Last year in Washington, they overcame opposition from civil rights groups and from Boeing, Microsoft and the Seattle Times. The opponents' better-financed campaign, which focused more on the initiative's impact on women than on race, failed.
The initiative's supporters ran television ads warning that the same pro-business and civil rights groups that opposed them had supported busing for integration. Another ad featured a woman who had filed a lawsuit claiming she was denied admission to the University of Washington law school because she was white.

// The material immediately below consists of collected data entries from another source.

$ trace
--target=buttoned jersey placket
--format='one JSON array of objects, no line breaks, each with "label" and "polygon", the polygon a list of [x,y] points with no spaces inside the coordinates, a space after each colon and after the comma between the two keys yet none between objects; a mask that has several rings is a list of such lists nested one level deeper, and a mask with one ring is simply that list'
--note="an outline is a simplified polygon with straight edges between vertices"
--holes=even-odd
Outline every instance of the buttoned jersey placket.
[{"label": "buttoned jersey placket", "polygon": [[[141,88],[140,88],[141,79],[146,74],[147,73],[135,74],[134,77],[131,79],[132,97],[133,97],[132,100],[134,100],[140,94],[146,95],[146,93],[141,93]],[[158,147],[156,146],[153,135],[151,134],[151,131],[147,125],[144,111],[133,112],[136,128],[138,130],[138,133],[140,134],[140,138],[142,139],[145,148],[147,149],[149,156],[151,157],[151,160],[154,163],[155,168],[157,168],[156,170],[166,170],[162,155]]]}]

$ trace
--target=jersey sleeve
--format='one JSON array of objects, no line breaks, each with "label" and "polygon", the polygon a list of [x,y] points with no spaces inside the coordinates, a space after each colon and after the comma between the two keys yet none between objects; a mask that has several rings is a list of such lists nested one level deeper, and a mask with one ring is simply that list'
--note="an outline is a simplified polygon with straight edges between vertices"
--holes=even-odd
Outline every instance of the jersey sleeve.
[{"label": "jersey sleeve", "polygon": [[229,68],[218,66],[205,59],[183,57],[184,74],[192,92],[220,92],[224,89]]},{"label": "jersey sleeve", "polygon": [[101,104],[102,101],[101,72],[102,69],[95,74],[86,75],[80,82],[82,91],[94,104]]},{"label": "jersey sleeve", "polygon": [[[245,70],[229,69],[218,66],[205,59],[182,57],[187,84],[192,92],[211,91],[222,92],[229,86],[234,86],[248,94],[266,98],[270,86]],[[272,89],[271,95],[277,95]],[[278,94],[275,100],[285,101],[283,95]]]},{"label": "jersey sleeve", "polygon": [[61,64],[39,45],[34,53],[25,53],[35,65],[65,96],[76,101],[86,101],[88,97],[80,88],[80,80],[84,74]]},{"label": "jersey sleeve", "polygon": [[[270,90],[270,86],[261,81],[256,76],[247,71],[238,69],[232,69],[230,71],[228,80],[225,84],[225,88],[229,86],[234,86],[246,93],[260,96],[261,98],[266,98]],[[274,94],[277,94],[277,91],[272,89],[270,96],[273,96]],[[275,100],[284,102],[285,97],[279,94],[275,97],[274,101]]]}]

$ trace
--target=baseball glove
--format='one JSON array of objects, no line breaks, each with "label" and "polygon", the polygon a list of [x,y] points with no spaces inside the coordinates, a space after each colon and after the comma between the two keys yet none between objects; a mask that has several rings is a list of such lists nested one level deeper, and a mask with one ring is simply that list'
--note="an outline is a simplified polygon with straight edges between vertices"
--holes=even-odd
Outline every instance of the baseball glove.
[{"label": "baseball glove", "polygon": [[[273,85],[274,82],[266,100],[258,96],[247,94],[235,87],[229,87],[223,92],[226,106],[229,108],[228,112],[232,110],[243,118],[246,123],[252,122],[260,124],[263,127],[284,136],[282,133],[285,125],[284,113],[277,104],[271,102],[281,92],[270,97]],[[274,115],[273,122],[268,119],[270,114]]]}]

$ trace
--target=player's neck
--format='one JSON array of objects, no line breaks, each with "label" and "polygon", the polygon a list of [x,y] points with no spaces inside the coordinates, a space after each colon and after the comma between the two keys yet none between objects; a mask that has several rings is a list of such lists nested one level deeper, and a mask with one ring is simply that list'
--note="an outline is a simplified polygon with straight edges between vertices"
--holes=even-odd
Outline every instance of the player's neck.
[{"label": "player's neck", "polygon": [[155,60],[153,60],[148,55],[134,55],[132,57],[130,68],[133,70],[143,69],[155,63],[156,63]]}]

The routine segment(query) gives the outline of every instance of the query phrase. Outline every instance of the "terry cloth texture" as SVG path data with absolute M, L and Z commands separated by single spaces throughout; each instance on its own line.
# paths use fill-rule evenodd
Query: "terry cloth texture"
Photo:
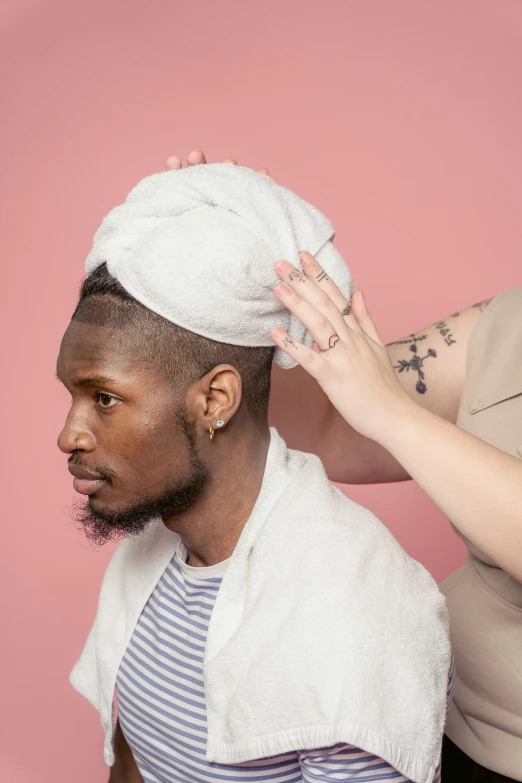
M 107 263 L 131 296 L 168 321 L 217 342 L 273 346 L 284 329 L 312 345 L 274 296 L 274 264 L 315 254 L 348 299 L 350 272 L 317 209 L 269 177 L 226 163 L 153 174 L 104 219 L 85 271 Z M 280 367 L 295 362 L 279 348 Z
M 71 681 L 112 749 L 118 670 L 179 536 L 159 520 L 125 540 Z M 230 558 L 204 656 L 207 759 L 237 764 L 355 745 L 414 783 L 439 762 L 451 664 L 445 601 L 317 457 L 272 430 L 257 502 Z

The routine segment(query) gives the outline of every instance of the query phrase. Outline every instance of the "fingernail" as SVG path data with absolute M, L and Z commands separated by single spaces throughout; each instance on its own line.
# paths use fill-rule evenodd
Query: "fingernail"
M 299 251 L 299 258 L 301 259 L 301 263 L 304 264 L 311 264 L 313 259 L 313 256 L 310 255 L 310 253 L 307 250 L 300 250 Z
M 292 264 L 289 261 L 278 261 L 275 265 L 276 272 L 278 274 L 285 273 L 285 272 L 291 272 L 293 269 Z

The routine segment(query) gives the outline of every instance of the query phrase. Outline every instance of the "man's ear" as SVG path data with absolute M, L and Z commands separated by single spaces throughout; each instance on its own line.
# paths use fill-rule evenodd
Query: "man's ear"
M 219 364 L 197 381 L 188 393 L 187 409 L 198 430 L 226 426 L 241 405 L 243 383 L 231 364 Z

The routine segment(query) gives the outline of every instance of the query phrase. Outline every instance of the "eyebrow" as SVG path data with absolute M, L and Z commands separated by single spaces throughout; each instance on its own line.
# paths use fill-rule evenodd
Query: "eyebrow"
M 62 381 L 58 373 L 56 373 L 56 377 L 59 381 Z M 76 380 L 72 381 L 72 386 L 106 386 L 114 383 L 116 383 L 114 378 L 107 378 L 106 375 L 86 375 L 83 378 L 77 378 Z

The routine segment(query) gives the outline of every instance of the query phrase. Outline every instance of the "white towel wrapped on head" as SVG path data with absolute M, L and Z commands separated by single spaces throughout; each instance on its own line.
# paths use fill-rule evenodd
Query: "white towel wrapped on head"
M 331 223 L 269 177 L 227 163 L 153 174 L 104 219 L 85 271 L 109 272 L 145 307 L 217 342 L 273 346 L 278 326 L 311 346 L 274 296 L 274 264 L 313 253 L 348 298 L 352 278 Z M 279 348 L 275 362 L 295 362 Z

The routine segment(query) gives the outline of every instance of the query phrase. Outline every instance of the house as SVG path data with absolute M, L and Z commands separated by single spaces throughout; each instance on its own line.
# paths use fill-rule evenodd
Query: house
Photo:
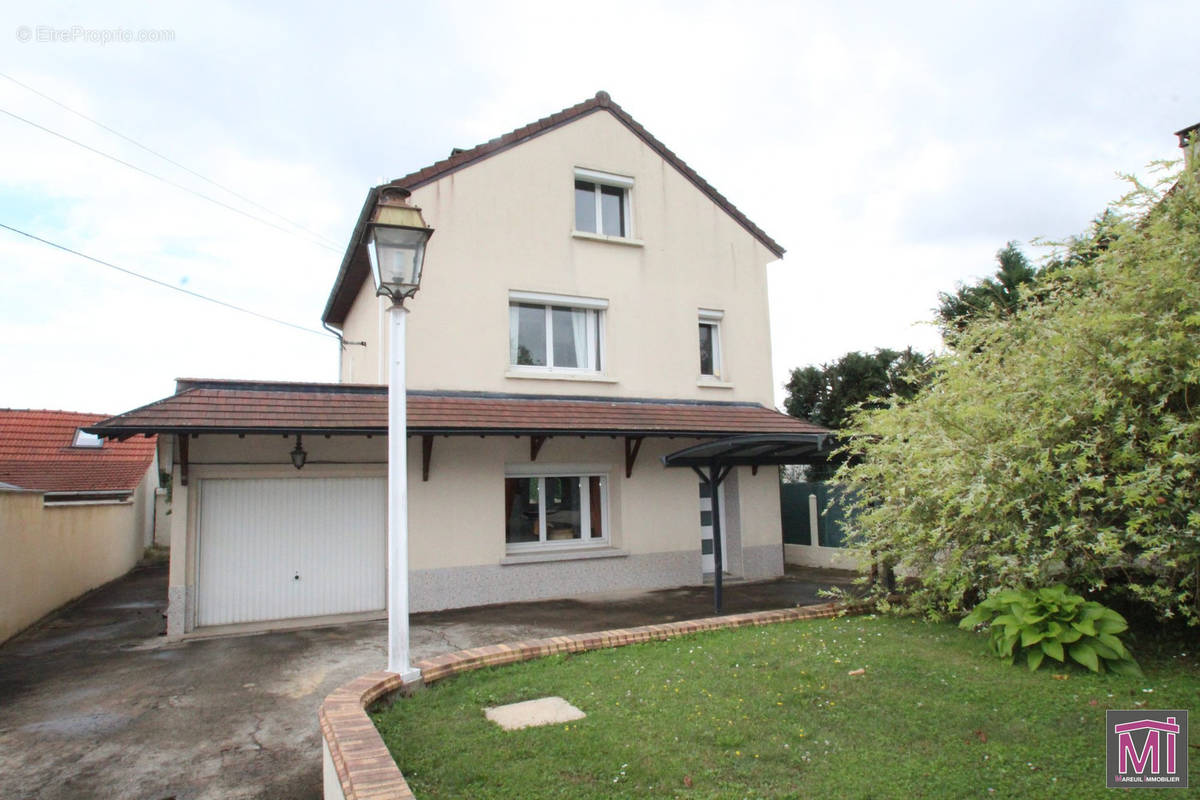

But Connerly's best asset was the wording of the amendment, said Kelly Evans, a consultant who helped manage the opponents' campaign.
"What happened on Election Day is most of the undecideds voted yes," Evans said. "We had a much harder job because people are confused about what it is and what it isn't."
Carlson, who ran the pro-initiative campaign, said most Washington businesses remained quietly on the sidelines of the debate. While the state Republican Party contributed just one mailing and no money, he said local Republican clubs and other grass-roots groups worked for the effort.
Connerly predicts the same dynamics would occur here. While Bush might not openly support an amendment, he said, the governor also might not actively oppose it. He said Bush would not want to jeopardize the potential presidential campaign of his brother, Texas Gov. George W. Bush, by opposing an idea many Republicans support.
But the stakes are also high for Bush, whose campaign efforts to reach out to African American communities were unprecedented for a Florida Republican.
"If Bush would give any hint to endorsing this," said Susan MacManus, a University of South Florida political science professor, "all of the gains in the black community and the elderly community would be gone in a heartbeat."
-- Times Staff Writer Bill Duryea and researcher Kitty Bennett contributed to this report.